Saturday, April 08, 2006

Guest Blog by Debra Hamel



Part II: ANCIENT HISTORY AND SOURCE MATERIAL

I wrote Trying Neaira because I wanted to introduce readers who are not familiar with the ancient world to some of the more interesting aspects of classical Greek, and especially Athenian, society. I use the case of Neaira as a prism through which to view her world. Neaira's story is particularly suited to this task. In part, frankly, that's just because a relatively large amount of information about her survives, but it's also because her life story, as interesting as it is, touches on so many topics--the role of women in Greece at the time, the sex trade, religious practices, inheritance and citizenship issues, and the peculiarities of Greek law. Lest you think that the last is a dry subject, know that the "peculiarities" to which I refer include the right of an aggrieved husband to introduce a large radish into the anus of his wife's paramour should he come upon the two in flagrante delicto. Seriously.

Thus, unpacking Neaira's life proves very illuminating.

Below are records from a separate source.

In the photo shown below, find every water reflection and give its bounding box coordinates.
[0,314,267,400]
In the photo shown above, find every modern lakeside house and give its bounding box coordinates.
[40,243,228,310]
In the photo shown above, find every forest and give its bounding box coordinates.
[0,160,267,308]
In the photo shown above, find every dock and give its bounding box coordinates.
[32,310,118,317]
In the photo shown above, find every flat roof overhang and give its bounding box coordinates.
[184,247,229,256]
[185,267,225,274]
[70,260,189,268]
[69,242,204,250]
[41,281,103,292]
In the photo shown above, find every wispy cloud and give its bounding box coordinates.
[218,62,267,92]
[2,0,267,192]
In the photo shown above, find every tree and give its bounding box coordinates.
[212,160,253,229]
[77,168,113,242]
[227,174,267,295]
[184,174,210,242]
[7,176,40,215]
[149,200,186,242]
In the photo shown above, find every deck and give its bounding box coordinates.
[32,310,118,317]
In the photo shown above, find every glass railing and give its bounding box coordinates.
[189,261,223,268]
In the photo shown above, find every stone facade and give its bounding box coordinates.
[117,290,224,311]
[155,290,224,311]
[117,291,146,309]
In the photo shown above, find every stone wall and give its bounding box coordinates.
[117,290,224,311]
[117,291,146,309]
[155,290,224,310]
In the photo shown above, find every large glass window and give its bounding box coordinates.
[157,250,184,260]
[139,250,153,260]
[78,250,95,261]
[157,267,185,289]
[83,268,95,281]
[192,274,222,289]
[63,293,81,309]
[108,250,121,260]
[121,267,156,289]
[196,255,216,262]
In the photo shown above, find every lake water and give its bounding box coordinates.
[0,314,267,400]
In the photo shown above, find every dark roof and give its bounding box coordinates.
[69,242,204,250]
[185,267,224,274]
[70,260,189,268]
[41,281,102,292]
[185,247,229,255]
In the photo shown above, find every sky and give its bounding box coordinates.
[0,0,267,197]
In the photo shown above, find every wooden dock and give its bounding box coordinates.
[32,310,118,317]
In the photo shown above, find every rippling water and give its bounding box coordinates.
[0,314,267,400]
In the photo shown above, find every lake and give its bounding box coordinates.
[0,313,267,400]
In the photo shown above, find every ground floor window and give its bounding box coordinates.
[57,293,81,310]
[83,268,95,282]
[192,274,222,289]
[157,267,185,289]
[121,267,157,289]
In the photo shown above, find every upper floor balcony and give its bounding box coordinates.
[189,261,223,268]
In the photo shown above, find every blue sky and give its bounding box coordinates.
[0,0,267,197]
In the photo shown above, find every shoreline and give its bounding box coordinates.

Relatively illuminating, at least. Because in telling Neaira's story I was of course limited by the source material I had to work with.

Before I got the idea for a book about Neaira I'd had it in mind that I'd like to write a popular history on some Greek subject. But I had pretty much despaired of ever doing so. I've read some wonderful popular history set in more recent periods--Eric Jager's The Last Duel: A True Story of Crime, Scandal, and Trial by Combat in Medieval France springs to mind as an excellent example of the genre. But historians and authors writing these slices of relatively modern social history have much more evidence to go on, usually, than ancient historians have. Medievalists, for heaven's sake, sometimes have lengthy private letters to work with! So, lacking that kind of source material, I figured I would never be able to write such a book myself. One day, though, with thoughts of popular histories still haunting the back of my mind, I had one of the few lightbulb moments of my life. I was reading a blurb on the back of a book--someone commenting on how interesting social history was being written about trials--and it hit me at once that the case against Neaira might just be able to sustain a book-length narrative, given that one would have to explain a good deal of background information in order to tell Neaira's story to a non-specialist audience. I started working on the book the next day.

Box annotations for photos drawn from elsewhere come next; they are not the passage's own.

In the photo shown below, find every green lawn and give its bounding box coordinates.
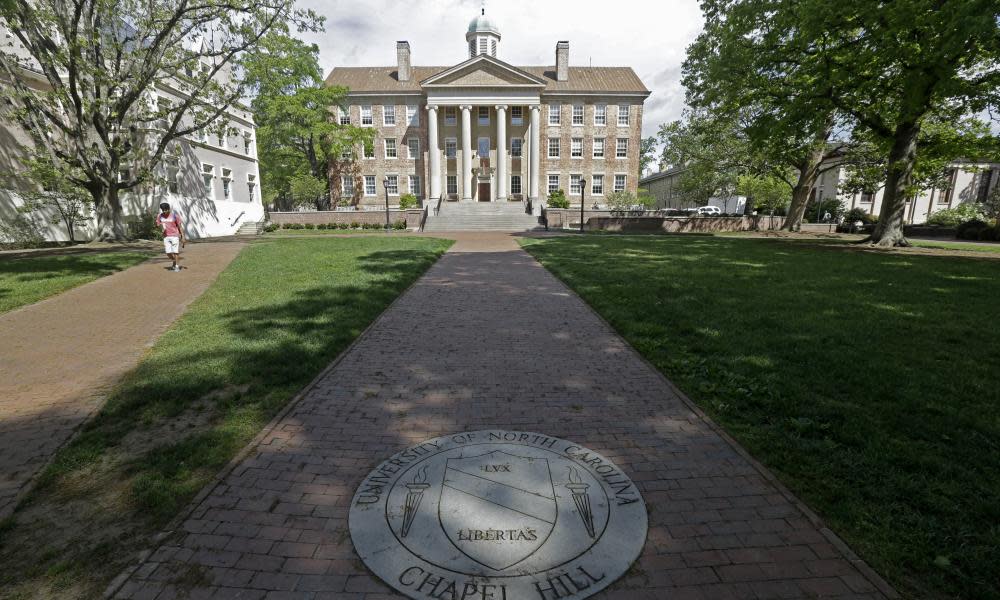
[523,235,1000,599]
[0,236,451,598]
[0,252,152,313]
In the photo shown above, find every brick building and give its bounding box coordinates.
[326,10,650,215]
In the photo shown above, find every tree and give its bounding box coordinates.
[244,32,375,209]
[0,0,318,239]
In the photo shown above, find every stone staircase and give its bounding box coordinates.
[424,201,541,232]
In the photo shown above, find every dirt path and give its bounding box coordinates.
[0,242,243,519]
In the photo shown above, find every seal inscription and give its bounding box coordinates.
[349,430,647,600]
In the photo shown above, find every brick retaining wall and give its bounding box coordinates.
[268,208,424,231]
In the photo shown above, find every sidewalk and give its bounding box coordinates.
[116,234,892,600]
[0,242,243,519]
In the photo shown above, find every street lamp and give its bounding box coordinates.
[382,175,389,233]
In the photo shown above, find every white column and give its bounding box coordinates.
[459,105,472,200]
[497,104,507,202]
[427,106,441,206]
[528,106,542,216]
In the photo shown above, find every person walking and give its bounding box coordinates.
[156,202,187,272]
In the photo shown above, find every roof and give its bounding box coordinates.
[326,66,649,95]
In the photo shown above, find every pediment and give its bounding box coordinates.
[420,56,545,87]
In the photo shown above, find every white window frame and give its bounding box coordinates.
[593,137,607,158]
[510,106,524,125]
[594,104,608,126]
[618,104,631,127]
[590,173,604,196]
[615,138,628,158]
[612,173,628,192]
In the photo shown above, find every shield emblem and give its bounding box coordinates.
[438,450,558,571]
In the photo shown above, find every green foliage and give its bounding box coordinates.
[399,194,420,210]
[548,189,569,208]
[927,202,987,227]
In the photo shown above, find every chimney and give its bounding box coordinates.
[556,42,569,81]
[396,41,413,81]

While we know far more about Neaira than about most ancient Greek women, the infomation we have is stll quite limited. As the above summary of my book (see Part I: WHO AM I AND WHY AM I HERE?)suggests, the speech that the prosecutor in Neaira's case,Apollodoros, delivered against her in court survives. Unfortunately we do not have the defense speech, which Stephanos (Neaira's Significant Other) will have delivered on Neaira's behalf. Naturally I used other sources in writing my book to round out my account, to provide the social, legal, and historical context of Neaira's story. But apart from scattered references in other sources, nothing terribly detailed, our main source of information about Neaira's life is the text of Apollodorus' speech, an undeniably biased document.

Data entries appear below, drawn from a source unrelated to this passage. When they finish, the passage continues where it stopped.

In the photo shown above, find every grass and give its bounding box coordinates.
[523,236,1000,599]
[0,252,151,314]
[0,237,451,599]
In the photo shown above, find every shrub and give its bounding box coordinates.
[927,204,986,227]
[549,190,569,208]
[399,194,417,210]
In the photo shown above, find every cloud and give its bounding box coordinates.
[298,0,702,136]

The hardest part about writing Trying Neaira was trying to wrestle the truth from Apollodorus' speech. This is made difficult not only because we don't have access to Stephanos' counter-arguments, but also because the logistics of Athenian trials gave Apollodorus a lot of wiggle room when it came to telling the truth. Neaira's case will have been heard in a single day by a jury of some 501 Athenian male citizens. There was no professional judge overseeing the case, no debate among the jurors prior to giving their verdict, no review of the evidence presented. Jurors processed information about the accused at the speed of speech. Thus litigants who could make an argument sound good for the duration of a day's trial--whether or not that argument could stand up to scrutiny upon reconsideration--were at an advantage. Apollodorus was a litigious man with a lot of experience in courtroom speaking. Many of his arguments in fact don't stand up to scrutiny. Some of them don't make sense. Some of them are irrelevant. But bellowed out by a convincing speaker in an Athenian lawcourt, in front of hundreds of hungry jurors who were eager to collect their pay and get home, his arguments may indeed have seemed reasonable enough. Unfortunately we don't know how his speech was received, whether Neaira was found guilty of the charges against her and sold back into slavery (the likely result had she lost the case), or if she was able to live out the rest of her life peacefully with Stephanos. That the outcome of the case is unknown is disappointing, but it is hardly surprising given the nature of our sources from the period.